Après avoir ordonné aux habitants du nord de la bande de Gaza d’évacuer vers le sud au début de la guerre, les forces de défense israéliennes ont mené un assaut intense sur le sud de la bande de Gaza au cours des dernières semaines, notamment à Khan Younès [1]. Le plus grand hôpital de la ville, l’hôpital Nasser, a également été assiégé, et il ne reste plus que cinq médecins pour soigner les blessés. Cette semaine encore, des centaines de Palestiniens ont été tués par des bombes israéliennes, le nombre de morts depuis le mois d’octobre approchant les 28 000 [2].

The Intercept s’est entretenu avec Saleem Aburas, coordinateur des secours au sein du département de gestion des risques et des catastrophes du Croissant-Rouge palestinien, qui est bloqué à l’intérieur du complexe hospitalier Al-Amal depuis le 21 janvier.

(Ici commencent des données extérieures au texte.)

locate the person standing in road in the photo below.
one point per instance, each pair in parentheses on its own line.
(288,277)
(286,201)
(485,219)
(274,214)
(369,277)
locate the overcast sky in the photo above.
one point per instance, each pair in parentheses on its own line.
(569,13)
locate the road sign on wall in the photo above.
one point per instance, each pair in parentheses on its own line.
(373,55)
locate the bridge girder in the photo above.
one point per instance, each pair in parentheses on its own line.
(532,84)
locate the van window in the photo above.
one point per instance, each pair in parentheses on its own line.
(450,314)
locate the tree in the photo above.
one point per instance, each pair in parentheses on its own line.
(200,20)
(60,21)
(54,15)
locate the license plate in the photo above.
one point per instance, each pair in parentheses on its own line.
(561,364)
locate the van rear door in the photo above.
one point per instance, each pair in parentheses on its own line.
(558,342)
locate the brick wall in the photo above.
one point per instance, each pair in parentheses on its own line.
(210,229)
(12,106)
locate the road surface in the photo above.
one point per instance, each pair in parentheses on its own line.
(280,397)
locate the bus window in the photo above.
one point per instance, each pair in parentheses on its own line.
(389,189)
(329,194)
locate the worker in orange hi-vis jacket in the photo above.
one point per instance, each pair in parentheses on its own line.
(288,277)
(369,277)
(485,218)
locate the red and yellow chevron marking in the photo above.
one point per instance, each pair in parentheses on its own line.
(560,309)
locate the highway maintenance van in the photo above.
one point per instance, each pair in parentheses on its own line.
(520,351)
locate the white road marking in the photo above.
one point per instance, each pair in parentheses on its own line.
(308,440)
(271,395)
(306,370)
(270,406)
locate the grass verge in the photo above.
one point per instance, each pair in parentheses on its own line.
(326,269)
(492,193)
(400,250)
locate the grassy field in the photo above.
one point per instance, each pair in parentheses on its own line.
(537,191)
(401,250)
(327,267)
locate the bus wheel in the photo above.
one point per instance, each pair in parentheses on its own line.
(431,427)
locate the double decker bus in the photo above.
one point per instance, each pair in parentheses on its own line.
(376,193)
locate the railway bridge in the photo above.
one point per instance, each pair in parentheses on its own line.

«Le siège que nous subissons à l’intérieur de l’hôpital ressemble à un cauchemar sans fin», explique Saleem Aburas. «Bien qu’il y ait des blessé·e·s et des personnes décédées à l’extérieur de l’hôpital, nous sommes paralysés, incapables de les aider, car les tireurs d’élite des forces d’occupation et l’aviation israélienne prennent pour cible toute personne qui s’aventure à l’extérieur des locaux de l’hôpital.»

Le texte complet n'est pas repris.